When he looked up from his feet, Julian stood with a large parcel in his hands directly in front of him at the other end of the hall. The package was obviously a painting or something similar; it was wrapped in brown paper and secured with blue tape. Julian knelt down, the action awkward and difficult with the unwieldy boot on his foot, and he leaned the package against the wall to join several others. When he heard Cameron approaching, he turned his head slightly and then looked quickly away, down at the wrapped painting once more.
He shook his head as he reached into his breast pocket for a large permanent marker. “Hello, Cameron,” he greeted softly without looking up.
Cameron stopped in place, eyes settling on the man who had been his lover. “Hello, Julian,” he answered faintly. He licked his bottom lip nervously. He’d have to move past Julian on his way to the bathroom.
He didn’t know if he could physically do it. He scrambled for something else to say. “Ah. Blake said you broke your foot?”
“Several times,” Julian answered in the soft, formal voice Cameron knew so well as he wrote on the brown paper, labeling the painting.
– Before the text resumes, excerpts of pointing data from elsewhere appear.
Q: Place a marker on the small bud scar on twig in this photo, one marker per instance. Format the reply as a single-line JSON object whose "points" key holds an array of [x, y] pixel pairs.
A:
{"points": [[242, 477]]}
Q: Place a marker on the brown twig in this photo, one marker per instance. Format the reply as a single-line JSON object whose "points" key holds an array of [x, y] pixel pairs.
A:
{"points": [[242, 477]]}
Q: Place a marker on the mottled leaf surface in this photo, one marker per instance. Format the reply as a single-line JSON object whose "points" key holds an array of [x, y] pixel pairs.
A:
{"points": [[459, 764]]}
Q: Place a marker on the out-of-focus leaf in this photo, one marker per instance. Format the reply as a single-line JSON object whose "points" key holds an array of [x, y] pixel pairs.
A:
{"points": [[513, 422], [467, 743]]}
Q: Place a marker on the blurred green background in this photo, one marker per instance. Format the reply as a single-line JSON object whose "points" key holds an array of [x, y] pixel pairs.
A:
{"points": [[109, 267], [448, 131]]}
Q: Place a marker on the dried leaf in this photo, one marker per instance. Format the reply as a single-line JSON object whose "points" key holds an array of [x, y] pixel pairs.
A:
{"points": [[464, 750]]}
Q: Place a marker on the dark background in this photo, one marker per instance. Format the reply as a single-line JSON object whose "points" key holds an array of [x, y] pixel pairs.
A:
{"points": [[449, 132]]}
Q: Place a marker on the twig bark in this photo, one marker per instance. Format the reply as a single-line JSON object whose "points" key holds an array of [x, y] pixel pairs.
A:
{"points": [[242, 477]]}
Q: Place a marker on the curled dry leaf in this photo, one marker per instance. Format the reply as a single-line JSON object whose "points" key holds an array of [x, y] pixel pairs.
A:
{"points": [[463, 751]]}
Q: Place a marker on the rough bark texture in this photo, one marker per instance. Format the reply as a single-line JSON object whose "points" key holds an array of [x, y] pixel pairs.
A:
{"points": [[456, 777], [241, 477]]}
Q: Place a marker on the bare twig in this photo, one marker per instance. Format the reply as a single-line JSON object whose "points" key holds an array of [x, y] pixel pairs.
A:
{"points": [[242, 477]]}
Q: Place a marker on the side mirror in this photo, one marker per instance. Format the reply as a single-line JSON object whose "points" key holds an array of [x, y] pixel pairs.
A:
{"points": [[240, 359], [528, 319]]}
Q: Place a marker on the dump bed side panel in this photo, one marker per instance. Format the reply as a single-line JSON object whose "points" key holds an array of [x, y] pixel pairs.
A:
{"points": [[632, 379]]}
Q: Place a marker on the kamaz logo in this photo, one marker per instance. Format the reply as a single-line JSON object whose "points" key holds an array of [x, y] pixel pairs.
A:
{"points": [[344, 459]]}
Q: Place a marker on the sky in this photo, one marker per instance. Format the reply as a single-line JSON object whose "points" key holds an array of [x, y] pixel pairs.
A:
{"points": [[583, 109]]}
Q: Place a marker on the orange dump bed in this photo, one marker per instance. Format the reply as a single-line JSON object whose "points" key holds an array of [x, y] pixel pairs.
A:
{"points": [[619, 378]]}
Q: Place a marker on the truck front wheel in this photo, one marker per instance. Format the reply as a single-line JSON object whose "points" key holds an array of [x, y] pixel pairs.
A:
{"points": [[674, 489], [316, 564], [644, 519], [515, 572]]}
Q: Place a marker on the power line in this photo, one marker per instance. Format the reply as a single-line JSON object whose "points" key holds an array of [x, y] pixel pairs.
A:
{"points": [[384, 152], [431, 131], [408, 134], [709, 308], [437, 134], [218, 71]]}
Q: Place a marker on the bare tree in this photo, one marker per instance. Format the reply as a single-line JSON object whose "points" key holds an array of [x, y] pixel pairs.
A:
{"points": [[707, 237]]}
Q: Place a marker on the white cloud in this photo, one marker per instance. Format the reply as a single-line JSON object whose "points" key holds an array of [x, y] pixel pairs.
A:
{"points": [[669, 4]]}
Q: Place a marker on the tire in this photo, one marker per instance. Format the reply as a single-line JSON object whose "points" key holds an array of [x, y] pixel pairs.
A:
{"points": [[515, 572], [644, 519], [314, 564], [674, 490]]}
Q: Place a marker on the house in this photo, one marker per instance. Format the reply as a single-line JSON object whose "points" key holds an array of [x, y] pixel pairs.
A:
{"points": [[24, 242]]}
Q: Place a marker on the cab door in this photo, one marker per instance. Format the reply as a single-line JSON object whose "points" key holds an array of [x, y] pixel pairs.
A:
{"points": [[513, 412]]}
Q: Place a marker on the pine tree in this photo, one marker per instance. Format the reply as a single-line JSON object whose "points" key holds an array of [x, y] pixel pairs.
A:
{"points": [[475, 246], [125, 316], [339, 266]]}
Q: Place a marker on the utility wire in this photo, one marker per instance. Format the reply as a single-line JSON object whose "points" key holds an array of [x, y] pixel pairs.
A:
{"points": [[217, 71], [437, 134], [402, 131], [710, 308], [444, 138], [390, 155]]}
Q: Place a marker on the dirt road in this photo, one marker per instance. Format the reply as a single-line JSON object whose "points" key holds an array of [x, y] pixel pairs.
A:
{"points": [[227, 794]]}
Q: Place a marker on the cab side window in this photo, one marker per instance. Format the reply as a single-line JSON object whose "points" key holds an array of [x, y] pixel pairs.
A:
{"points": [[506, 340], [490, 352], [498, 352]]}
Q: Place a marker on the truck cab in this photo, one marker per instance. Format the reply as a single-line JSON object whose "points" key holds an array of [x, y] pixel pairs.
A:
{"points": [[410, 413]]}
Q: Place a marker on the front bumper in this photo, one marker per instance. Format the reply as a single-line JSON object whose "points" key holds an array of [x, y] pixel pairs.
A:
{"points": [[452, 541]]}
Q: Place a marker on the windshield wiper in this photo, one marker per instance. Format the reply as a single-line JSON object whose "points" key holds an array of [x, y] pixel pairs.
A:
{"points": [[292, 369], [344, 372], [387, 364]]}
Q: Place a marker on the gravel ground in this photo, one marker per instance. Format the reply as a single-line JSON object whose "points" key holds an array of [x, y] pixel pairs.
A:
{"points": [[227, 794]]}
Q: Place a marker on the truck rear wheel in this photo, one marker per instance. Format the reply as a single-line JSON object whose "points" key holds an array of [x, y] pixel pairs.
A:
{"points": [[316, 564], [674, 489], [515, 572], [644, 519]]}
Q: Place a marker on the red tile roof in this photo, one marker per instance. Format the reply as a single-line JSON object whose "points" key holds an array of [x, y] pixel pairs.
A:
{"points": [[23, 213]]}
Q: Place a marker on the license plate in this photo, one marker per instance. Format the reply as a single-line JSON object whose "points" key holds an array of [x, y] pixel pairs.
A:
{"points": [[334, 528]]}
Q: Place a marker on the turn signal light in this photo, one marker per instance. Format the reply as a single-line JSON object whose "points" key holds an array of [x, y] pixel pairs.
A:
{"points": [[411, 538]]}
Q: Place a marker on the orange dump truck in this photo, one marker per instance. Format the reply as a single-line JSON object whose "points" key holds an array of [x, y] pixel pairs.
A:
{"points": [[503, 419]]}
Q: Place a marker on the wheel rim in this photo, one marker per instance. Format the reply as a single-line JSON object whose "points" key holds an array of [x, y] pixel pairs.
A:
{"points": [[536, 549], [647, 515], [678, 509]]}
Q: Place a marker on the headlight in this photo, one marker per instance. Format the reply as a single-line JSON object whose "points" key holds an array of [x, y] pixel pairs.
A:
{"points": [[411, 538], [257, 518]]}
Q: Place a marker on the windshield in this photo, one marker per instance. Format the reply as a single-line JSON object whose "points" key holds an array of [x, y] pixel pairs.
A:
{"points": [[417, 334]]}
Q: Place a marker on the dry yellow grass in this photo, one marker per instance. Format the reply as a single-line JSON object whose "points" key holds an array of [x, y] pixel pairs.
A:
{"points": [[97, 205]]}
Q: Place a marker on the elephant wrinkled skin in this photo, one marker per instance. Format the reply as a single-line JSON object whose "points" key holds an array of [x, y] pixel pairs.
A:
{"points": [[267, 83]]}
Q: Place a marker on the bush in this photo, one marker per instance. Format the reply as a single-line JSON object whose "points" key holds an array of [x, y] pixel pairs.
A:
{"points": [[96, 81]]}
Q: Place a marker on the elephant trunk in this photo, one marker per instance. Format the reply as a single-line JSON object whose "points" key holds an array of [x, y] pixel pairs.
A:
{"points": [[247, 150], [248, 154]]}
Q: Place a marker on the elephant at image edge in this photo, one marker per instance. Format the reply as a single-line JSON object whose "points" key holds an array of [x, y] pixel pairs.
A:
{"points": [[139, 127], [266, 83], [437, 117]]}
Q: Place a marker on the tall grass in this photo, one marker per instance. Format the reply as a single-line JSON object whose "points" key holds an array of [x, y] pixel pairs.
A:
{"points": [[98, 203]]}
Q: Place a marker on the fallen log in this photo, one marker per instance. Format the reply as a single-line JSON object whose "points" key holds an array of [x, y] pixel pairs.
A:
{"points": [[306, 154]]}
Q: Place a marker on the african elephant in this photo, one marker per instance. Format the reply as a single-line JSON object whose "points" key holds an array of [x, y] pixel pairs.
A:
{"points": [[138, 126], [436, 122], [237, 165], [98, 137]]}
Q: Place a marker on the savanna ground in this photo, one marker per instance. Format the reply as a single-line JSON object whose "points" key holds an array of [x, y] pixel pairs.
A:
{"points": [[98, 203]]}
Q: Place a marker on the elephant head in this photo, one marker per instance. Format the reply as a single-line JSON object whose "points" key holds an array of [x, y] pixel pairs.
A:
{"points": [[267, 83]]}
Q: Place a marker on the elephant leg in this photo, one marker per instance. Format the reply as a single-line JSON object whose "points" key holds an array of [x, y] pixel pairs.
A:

He didn’t look over at Cameron, and he seemed to be concentrating very hard on not doing so.
Cameron nodded, feeling the awkward tension crank up. He wanted to stand and look at Julian, to look his fill and listen to that gentle, barely there voice say anything at all, but he couldn’t stand it. It caused too much pain for him to stand still. “Excuse me,” he whispered as he brushed past to flee toward the bathroom.